PALM HARBOR — The letter arrived during John G. Brady's junior year at Boca Ciega High School.
An A and B student on the football and weightlifting teams, Brady had failed a portion of the state's basic skills test, a precursor to the Florida Comprehensive Assessment Test.
An avid reader all his life, Brady had not shown on the test that he could use an apostrophe or figure out when to capitalize a noun. The state said he needed remedial work.
Brady's father, a police officer, wasn't buying it. "He thought this standardized test was telling him his son was functionally illiterate," Brady said. "He thought it was ridiculous."
So his father challenged the test.
In the late '70s, John F. Brady, now deceased, was one of the first to file suit against Florida's statewide assessment program. First he disputed the scoring system. Then he argued the testing criteria were arbitrary and unfair.
Brady, now 50, does not recall the details of the case. He just remembers getting ribbed at school because his name was in the newspaper. His friends laughed. "I was no stellar student, but I was a good student."
As the case traveled through a series of legal appeals until a final court upheld the state's right to give the test and deny students diplomas if they didn't pass it, Brady finished school. He graduated on time and can't remember doing any remedial work. He went to St. Petersburg College, served in the Marines and resumed his education at Saint Leo University.
Yes, he graduated college. And when a friend invited him to ride to Gainesville, where he was taking his law school entrance exam, Brady sat for the LSAT as well and got into Stetson University College of Law.

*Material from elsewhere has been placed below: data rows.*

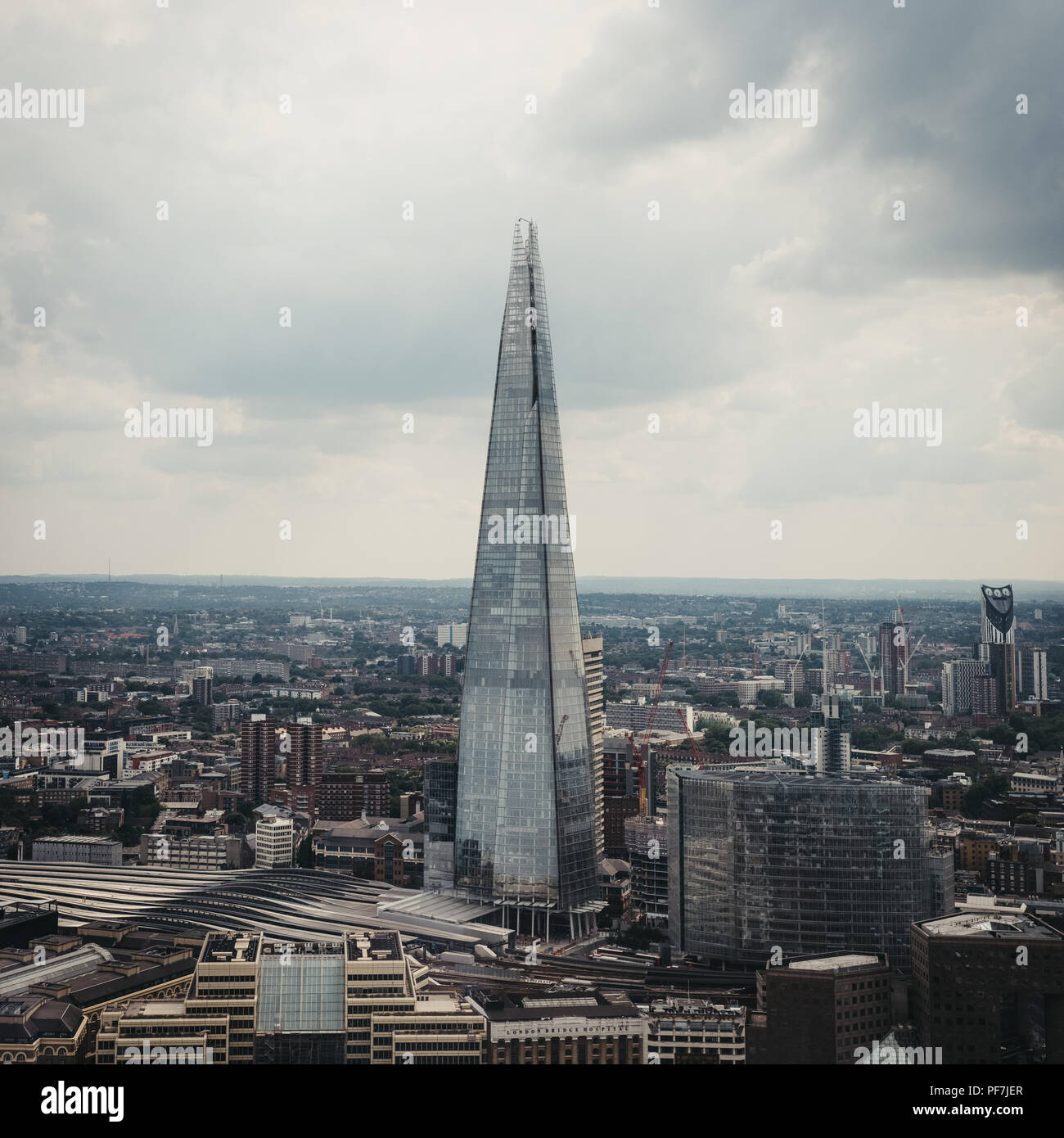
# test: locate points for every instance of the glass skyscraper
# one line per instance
(524, 829)
(769, 858)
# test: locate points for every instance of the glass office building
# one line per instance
(525, 813)
(764, 860)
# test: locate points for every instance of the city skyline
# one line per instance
(388, 274)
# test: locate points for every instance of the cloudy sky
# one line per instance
(425, 110)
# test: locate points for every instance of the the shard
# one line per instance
(524, 826)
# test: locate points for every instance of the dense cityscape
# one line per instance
(376, 694)
(393, 824)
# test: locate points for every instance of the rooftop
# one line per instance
(375, 946)
(997, 925)
(842, 960)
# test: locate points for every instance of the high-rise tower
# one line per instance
(997, 644)
(525, 828)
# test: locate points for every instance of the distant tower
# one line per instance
(831, 737)
(999, 616)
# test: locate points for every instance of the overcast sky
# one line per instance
(390, 317)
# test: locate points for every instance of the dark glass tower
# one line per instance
(524, 828)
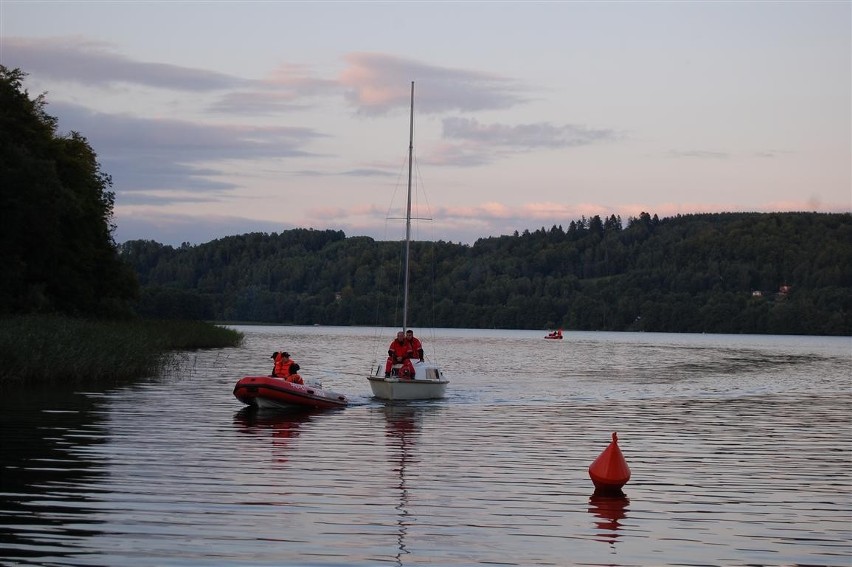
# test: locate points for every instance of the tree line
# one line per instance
(57, 249)
(763, 273)
(725, 273)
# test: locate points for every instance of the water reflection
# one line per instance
(609, 511)
(402, 427)
(284, 425)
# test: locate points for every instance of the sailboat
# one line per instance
(428, 381)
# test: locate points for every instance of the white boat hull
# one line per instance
(428, 384)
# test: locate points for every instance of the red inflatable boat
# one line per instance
(269, 392)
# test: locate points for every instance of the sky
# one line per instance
(221, 118)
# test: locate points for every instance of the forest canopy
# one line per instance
(763, 273)
(56, 242)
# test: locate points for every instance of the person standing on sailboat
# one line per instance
(415, 344)
(399, 355)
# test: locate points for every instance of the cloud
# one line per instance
(175, 229)
(144, 154)
(85, 61)
(374, 86)
(524, 136)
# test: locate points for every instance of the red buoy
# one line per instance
(610, 472)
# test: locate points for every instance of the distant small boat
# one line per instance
(271, 392)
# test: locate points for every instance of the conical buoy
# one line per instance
(610, 472)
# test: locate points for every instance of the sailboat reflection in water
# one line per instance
(402, 427)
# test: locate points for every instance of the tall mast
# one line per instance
(408, 213)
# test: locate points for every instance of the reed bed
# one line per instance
(52, 350)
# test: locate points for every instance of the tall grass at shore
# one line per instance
(50, 350)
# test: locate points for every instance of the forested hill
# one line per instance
(775, 273)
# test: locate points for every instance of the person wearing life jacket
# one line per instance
(399, 352)
(415, 344)
(287, 368)
(283, 362)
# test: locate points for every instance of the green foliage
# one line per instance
(56, 244)
(779, 273)
(44, 350)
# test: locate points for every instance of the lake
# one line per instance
(739, 448)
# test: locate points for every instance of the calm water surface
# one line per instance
(739, 448)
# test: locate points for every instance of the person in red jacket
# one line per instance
(399, 352)
(285, 366)
(415, 344)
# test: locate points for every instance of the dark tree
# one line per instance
(56, 244)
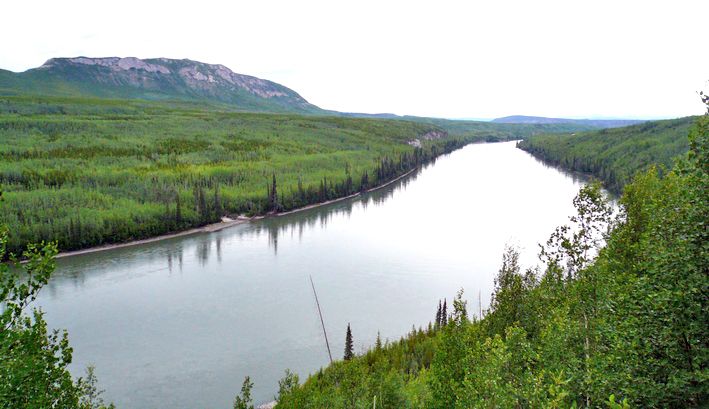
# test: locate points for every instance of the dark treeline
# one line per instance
(94, 173)
(624, 329)
(614, 155)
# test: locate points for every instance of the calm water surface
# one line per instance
(179, 323)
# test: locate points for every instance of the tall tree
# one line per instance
(444, 314)
(273, 195)
(438, 314)
(243, 400)
(349, 346)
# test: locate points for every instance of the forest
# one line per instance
(626, 328)
(615, 155)
(86, 172)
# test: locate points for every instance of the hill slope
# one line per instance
(614, 155)
(153, 79)
(627, 329)
(598, 123)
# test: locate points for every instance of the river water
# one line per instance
(179, 323)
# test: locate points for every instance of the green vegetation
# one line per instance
(33, 359)
(87, 172)
(154, 79)
(626, 328)
(615, 155)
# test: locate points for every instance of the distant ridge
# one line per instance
(600, 123)
(154, 79)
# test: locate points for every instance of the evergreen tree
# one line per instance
(217, 201)
(444, 314)
(273, 195)
(349, 347)
(243, 400)
(178, 209)
(438, 314)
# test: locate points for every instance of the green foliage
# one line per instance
(90, 172)
(615, 155)
(33, 359)
(243, 400)
(619, 326)
(349, 346)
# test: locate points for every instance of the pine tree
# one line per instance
(349, 347)
(243, 400)
(444, 314)
(438, 314)
(178, 209)
(217, 201)
(273, 195)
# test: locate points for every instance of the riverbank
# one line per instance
(225, 223)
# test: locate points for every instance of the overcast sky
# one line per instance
(454, 59)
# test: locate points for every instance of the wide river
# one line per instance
(179, 323)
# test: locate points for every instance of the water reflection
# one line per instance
(178, 323)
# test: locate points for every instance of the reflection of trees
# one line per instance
(168, 255)
(296, 223)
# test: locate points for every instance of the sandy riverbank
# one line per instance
(215, 227)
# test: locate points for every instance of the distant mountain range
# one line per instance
(187, 80)
(154, 79)
(599, 123)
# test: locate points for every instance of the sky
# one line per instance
(451, 59)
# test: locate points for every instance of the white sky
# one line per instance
(456, 59)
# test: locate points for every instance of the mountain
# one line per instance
(154, 79)
(598, 123)
(615, 155)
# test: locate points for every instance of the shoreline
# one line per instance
(219, 226)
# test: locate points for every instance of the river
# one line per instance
(179, 323)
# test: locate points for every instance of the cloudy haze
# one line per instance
(455, 59)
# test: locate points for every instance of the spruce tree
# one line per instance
(217, 201)
(438, 315)
(273, 195)
(349, 348)
(444, 314)
(178, 209)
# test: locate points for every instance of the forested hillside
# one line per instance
(86, 172)
(154, 79)
(614, 155)
(626, 329)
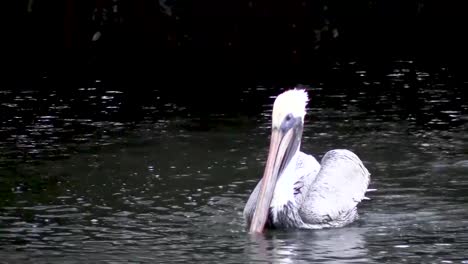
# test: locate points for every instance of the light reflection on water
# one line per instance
(94, 184)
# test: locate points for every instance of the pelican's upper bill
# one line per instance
(289, 102)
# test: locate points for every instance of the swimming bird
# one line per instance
(296, 191)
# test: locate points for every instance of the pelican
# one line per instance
(295, 190)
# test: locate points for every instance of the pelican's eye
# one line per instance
(288, 122)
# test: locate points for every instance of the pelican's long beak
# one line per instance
(284, 143)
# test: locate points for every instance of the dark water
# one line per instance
(89, 175)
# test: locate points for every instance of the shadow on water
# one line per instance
(99, 173)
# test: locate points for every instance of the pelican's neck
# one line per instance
(284, 189)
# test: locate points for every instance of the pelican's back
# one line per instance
(338, 188)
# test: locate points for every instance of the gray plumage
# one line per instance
(310, 195)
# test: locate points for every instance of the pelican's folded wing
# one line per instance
(338, 188)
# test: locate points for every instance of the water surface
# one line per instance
(98, 174)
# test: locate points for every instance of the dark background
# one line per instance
(198, 43)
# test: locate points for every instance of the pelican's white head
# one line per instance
(291, 102)
(289, 110)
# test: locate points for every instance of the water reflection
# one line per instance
(329, 246)
(98, 174)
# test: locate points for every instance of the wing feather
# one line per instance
(339, 187)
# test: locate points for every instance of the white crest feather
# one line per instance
(289, 102)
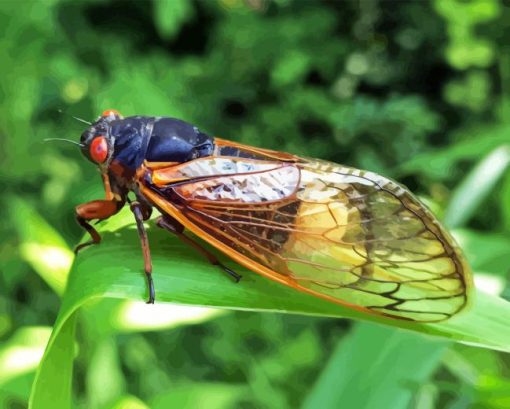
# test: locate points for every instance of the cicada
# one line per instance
(348, 236)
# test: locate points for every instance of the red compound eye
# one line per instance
(99, 149)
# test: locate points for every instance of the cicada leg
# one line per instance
(96, 209)
(175, 227)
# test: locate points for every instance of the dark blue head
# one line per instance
(129, 141)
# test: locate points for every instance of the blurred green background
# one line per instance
(417, 91)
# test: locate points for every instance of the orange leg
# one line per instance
(96, 209)
(175, 227)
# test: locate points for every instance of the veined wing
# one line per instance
(352, 237)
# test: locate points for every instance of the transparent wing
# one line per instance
(349, 236)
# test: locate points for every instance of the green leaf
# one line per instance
(200, 395)
(391, 364)
(169, 16)
(40, 245)
(114, 269)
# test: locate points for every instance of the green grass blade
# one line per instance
(477, 185)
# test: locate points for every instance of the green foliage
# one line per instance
(417, 91)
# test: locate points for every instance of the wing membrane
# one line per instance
(349, 236)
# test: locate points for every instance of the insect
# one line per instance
(348, 236)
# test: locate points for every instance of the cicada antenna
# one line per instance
(64, 140)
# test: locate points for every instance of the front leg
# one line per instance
(140, 214)
(96, 209)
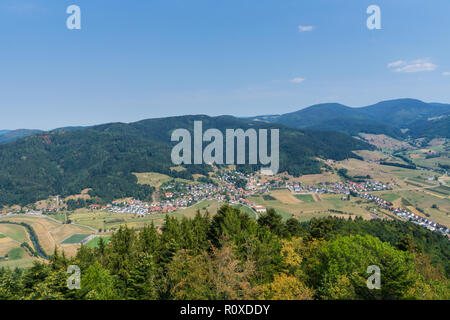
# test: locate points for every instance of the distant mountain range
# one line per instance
(11, 135)
(397, 118)
(104, 157)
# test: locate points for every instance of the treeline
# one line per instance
(231, 256)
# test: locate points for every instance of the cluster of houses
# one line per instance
(405, 214)
(421, 221)
(338, 187)
(177, 195)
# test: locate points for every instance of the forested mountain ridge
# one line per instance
(11, 135)
(104, 157)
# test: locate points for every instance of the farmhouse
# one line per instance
(259, 209)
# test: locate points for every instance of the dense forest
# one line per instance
(104, 157)
(231, 256)
(422, 119)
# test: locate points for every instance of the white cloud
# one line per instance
(305, 28)
(418, 65)
(396, 63)
(297, 80)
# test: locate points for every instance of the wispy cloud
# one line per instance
(305, 28)
(419, 65)
(297, 80)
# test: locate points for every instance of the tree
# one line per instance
(98, 284)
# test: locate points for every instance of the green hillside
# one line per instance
(104, 157)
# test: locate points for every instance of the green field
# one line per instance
(246, 209)
(16, 253)
(75, 238)
(391, 197)
(305, 197)
(14, 232)
(94, 242)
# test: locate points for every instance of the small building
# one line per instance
(260, 209)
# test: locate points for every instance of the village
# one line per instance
(235, 188)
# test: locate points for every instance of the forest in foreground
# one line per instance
(231, 256)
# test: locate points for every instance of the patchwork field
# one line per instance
(50, 232)
(94, 242)
(75, 239)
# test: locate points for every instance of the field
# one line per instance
(94, 242)
(156, 179)
(305, 197)
(11, 237)
(50, 233)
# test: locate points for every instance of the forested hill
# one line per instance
(386, 117)
(103, 157)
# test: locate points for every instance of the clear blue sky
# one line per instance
(141, 59)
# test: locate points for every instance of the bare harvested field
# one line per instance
(49, 232)
(385, 142)
(370, 155)
(285, 196)
(156, 179)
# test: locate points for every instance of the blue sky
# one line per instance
(141, 59)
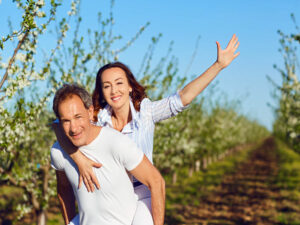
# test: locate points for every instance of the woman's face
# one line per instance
(115, 88)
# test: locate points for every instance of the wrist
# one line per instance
(219, 66)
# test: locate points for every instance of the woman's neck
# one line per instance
(120, 118)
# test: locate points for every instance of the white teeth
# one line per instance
(116, 98)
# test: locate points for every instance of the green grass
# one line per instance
(189, 190)
(288, 182)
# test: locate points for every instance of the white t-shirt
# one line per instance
(114, 203)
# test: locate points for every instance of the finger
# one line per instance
(80, 182)
(91, 185)
(233, 41)
(230, 43)
(236, 46)
(95, 181)
(236, 55)
(86, 183)
(218, 46)
(97, 165)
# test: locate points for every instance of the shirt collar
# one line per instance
(104, 116)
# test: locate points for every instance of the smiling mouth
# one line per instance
(76, 136)
(115, 98)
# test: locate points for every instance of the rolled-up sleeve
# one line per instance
(167, 107)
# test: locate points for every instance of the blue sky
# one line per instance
(255, 23)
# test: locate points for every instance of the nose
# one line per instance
(73, 127)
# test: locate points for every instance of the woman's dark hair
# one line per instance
(138, 91)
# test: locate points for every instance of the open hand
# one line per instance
(86, 173)
(226, 56)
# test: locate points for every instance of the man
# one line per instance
(114, 202)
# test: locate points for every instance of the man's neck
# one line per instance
(94, 132)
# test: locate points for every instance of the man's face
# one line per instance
(75, 120)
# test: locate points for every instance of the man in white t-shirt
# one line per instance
(114, 203)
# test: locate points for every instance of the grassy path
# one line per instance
(254, 194)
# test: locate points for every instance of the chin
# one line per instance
(78, 143)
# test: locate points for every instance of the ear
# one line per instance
(91, 112)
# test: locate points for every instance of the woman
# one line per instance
(120, 102)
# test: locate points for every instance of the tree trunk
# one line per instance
(42, 217)
(174, 178)
(191, 171)
(197, 165)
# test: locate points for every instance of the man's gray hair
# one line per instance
(66, 91)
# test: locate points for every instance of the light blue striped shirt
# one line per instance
(141, 128)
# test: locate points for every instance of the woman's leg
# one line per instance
(75, 220)
(143, 215)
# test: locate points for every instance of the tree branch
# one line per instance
(13, 58)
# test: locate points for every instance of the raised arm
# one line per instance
(84, 164)
(146, 173)
(66, 196)
(225, 57)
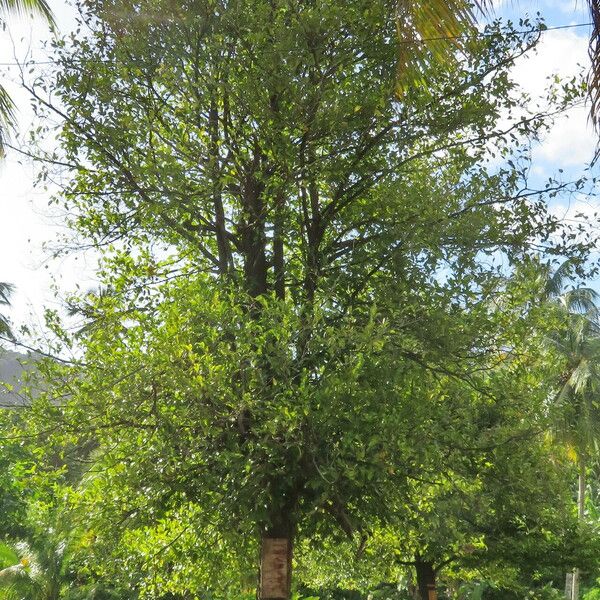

He's a lawyer. With a wife — "the world's best mother," he calls her — and three children. One lives in New York, after graduating from the International Baccalaureate program at Palm Harbor University High School and Northwestern University.
One is at the University of South Florida. And one plays baseball at East Lake High School.
Brady still likes to read — true crime, history novels and the novels of John Sanford.
He doesn't dwell much on that long-ago legal challenge. When his kids took the FCAT, he didn't give it much thought.
But that early lesson stuck, he said. "I know you can't always trust standardized tests to give an accurate picture of a student's abilities."